The RBL-2H3 cell line: its provenance and suitability as a model for the mast cell (1)
RBL-2H3 cells have been commonly and successfully used, in particular, in studies on binding of IgE to FceRI receptors and subsequent downstream events. Basophils and mast cells are two functionally similar but distinct cell types that play pivotal roles in the initiation and development of type I hypersensitivity reactions. Mucosal mast cells (MMC) and basophils respond in different ways to LPS (via TLR4), and show a different expression pattern of other TLRs.
Degranulation
The release of b-hexosaminidase after stimulation by mast cell degranulating peptide (MCDP) was tested. MCDP (0.3–10 ug/ml) failed to produce a degranulation from RBL-2H3 cells. This unresponsiveness of RBL-2H3 to compound MCDP and other polybasic compounds is not the only characteristic that this cell line shares with MMC. RBL-2H3 cells respond well to calcium ionophore A23187 in a fashion similar to both mast cells and basophils. Calcium ionophore A23187 at 5 ug/ml resulted in a degranulation in RBL-2H3 cells of almost 50% of total histamine content; this represents a value 1.65 times that obtained by IgE.
Granular mediators
Histamine is certainly present in RBL-2H3 cells, but the amount of histamine in this cell line, and relative to mast cells, is unclear. For example the histamine content of RBL-2H3 cells has been reported to be between 20–45 ng histamine per 1 x 105 cells, and 100 ng per 1 x 105 cells. b-Hexosamidinase is commonly used as a marker for degranulation in both RBL-2H3 cells and RPMC since it is released in parallel with histamine. Release of serotonin from RBL-2H3 would appear to be biphasic, with release from large granules minutes after activation, and the bulk (>70%) of serotonin from small granules released over a period of 10 minutes. Serotonin release to IgE appears to follow a bell-shaped concentration/release curve in a manner similar to that of histamine.
Stabilisers
Mast cells can be triggered to release newly synthesized mediators, such as TNF-a, after TLR4 stimu- lation by lipopolysaccaharide (LPS), without concurrent degranulation. They can also degranulate through a TLR2- dependent pathway. RBL-2H3 are unresponsive to
LPS, although TLR4 receptors are expressed on the cell surface. This is inconsistent with previously published data where others have shown RBL-2H3 releasing up to 180 pg/ml of IL-13 and 60 ng/ml of TNF-a; it is not clear why there should be such a conflict of data. In support of their findings, Frankish and co-workers have since shown that RBL-2H3 cells do not express associated elements of the TLR4 signaling pathway: they are deficient in both CD14 and MyD88. In addition, RBL-2H3 cells are unresponsive to TLR-2 ligands such as peptidoglycan and, in fact, TLR-2 receptors are not expressed in this cell line.

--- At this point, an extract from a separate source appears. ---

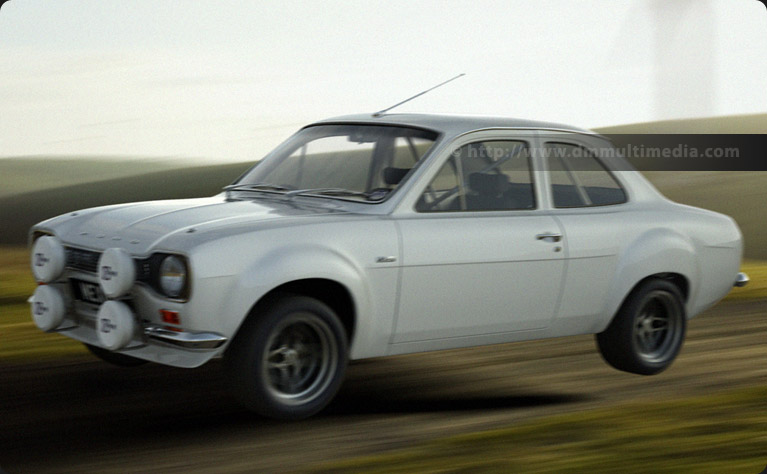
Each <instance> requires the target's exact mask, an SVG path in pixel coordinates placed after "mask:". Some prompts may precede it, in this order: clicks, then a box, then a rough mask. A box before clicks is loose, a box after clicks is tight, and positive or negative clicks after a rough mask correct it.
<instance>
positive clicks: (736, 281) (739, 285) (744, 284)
mask: <svg viewBox="0 0 767 474" xmlns="http://www.w3.org/2000/svg"><path fill="white" fill-rule="evenodd" d="M749 281H751V279H749V278H748V275H746V274H745V273H743V272H740V273H738V276H736V277H735V282H734V283H733V284H732V286H736V287H738V288H740V287H744V286H746V285H748V282H749Z"/></svg>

Since RBL-2H3 cells are tumorous cells, they obviously present aberrant characteristics and abnormalities. Additionally, culture conditions can affect their phenotype, leading to different strains. Even within the same strain, experimental conditions can have a profound effect on their function. RBL-2H3 cells show many characteristics common to both MMC and basophils; they present similar responses to LPS as basophils but diverge from both cell types in their TLR expression.